Three years ago Standard Chartered created a joint venture, Olea, with Chinese supply chain finance platform LinkLogis, which uses blockchain. Olea’s goal was to offer trade finance investments as an alternative asset class. In other words, it sells trade finance assets to investors. Today it announced that the Monetary Authority of Singapore granted it a Capital Markets license. We believe the plan is to tokenize trade finance, or it certainly was three years ago.
Olea has already been selling trade finance assets, and recently reached a US$1 billion milestone.
Finding alternative sources of funds is one path to addressing the $2.5 trillion trade finance gap.

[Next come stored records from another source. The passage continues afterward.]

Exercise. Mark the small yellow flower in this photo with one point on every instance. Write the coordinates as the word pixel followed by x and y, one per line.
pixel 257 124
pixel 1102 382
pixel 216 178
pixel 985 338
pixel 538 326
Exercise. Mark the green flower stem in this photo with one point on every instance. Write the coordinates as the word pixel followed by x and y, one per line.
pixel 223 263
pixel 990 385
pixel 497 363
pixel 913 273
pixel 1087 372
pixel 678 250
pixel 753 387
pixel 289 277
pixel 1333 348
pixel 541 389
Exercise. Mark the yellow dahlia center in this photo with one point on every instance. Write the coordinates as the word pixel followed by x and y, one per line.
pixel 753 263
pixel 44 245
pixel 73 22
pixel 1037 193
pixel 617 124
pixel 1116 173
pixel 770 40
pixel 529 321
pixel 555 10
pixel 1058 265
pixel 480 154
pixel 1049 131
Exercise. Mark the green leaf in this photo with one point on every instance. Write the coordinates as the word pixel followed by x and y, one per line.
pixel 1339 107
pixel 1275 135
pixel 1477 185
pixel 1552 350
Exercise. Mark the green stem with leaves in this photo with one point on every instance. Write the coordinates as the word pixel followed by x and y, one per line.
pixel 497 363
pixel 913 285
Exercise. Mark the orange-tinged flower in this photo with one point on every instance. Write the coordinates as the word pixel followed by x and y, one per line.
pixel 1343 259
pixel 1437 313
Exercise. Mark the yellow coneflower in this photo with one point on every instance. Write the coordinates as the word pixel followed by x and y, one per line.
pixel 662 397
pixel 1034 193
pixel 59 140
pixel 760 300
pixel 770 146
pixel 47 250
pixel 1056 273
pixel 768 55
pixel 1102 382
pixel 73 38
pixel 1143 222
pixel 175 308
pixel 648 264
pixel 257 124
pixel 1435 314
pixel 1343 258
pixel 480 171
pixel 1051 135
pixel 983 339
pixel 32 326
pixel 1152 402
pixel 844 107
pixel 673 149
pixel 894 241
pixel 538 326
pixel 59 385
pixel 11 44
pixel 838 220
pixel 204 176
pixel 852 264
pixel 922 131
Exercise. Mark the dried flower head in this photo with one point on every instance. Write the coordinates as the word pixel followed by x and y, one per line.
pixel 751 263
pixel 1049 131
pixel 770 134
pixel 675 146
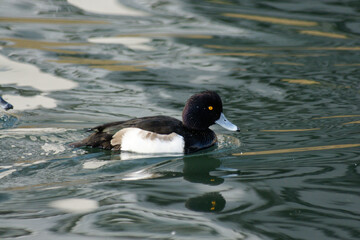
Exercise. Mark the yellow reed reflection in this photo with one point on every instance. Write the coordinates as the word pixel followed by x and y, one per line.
pixel 323 34
pixel 295 150
pixel 275 20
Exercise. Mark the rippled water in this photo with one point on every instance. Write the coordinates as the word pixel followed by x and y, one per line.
pixel 288 73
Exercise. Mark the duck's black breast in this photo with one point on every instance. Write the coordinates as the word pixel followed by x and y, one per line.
pixel 194 140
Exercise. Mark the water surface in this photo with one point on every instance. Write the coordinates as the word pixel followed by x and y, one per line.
pixel 287 72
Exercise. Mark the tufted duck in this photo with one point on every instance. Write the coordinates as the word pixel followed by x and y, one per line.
pixel 163 134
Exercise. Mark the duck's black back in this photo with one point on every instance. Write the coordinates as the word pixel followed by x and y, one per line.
pixel 194 139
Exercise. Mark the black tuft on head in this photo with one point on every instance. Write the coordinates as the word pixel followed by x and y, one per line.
pixel 202 110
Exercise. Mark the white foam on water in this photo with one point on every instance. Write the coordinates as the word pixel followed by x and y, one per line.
pixel 94 164
pixel 6 173
pixel 75 205
pixel 135 43
pixel 112 7
pixel 27 103
pixel 23 74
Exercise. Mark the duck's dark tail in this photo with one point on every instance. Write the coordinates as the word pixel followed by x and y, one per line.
pixel 5 105
pixel 95 140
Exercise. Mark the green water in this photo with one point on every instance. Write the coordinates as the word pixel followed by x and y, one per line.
pixel 288 74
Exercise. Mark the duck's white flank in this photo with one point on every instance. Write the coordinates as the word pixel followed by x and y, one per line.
pixel 142 141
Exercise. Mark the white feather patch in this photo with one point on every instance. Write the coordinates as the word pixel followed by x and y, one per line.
pixel 142 141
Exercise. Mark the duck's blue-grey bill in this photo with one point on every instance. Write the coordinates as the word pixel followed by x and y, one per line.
pixel 222 121
pixel 5 105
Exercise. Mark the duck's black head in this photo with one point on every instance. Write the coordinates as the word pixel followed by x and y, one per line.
pixel 5 105
pixel 203 110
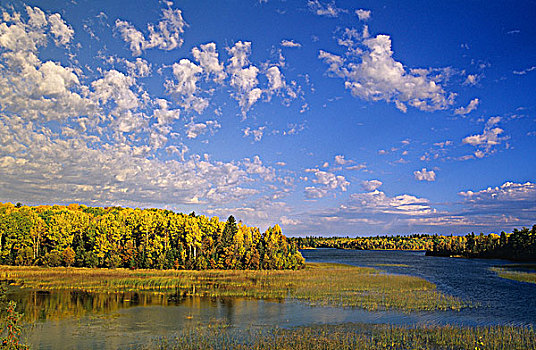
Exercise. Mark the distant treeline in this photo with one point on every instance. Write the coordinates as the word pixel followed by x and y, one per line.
pixel 411 242
pixel 518 245
pixel 76 235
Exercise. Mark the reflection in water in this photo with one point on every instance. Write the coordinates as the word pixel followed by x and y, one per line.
pixel 80 320
pixel 57 305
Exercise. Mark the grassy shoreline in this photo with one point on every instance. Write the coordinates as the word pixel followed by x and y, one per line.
pixel 511 272
pixel 320 284
pixel 351 336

“As Olea continues to empower sustainable trade across Asia, obtaining the CMS License underscores our commitment to building a bank-like compliance and professional standards,” said Amelia Ng, CEO, Olea. “Achieving our $1 billion throughput milestone indicates the confidence funders have in Olea’s asset class and demonstrates the significant demand for our innovative trade finance solutions to companies in Asia.”
Other eye tokenizing trade finance
If Olea tokenizes trade finance assets, it won’t be the first to do so. There are already a mix of solutions, some more bank focuses and others closer to the crypto world. For example, Trade Assets launched a secondary market in Dubai and says it has traded $3.5 billion. While it initially started with many Bangladeshi banks, the range has expanded to include some big name members in the Middle East, such as FAB, Emirates NBD, SABB and Japan’s SMBC.
Meanwhile, Tradeteq launched a conventional platform, initially as an outlet for banks. Its throughput is more than $12 billion. More recently it partnered with the XDC public blockchain network to tokenize trade assets.
Ant’s web3 arm ZAN and the Hong Kong GSBN shipping network are also collaborating to tokenize electronic bills of lading (eBL).
A handful of crypto focused startups provide trade finance and use blockchain to source funding from investors, such as Credix. Centrifuge was started by a team from supply chain platform Taulia, but has since pivoted away from trade finance to focus on ‘real world assets’ more broadly.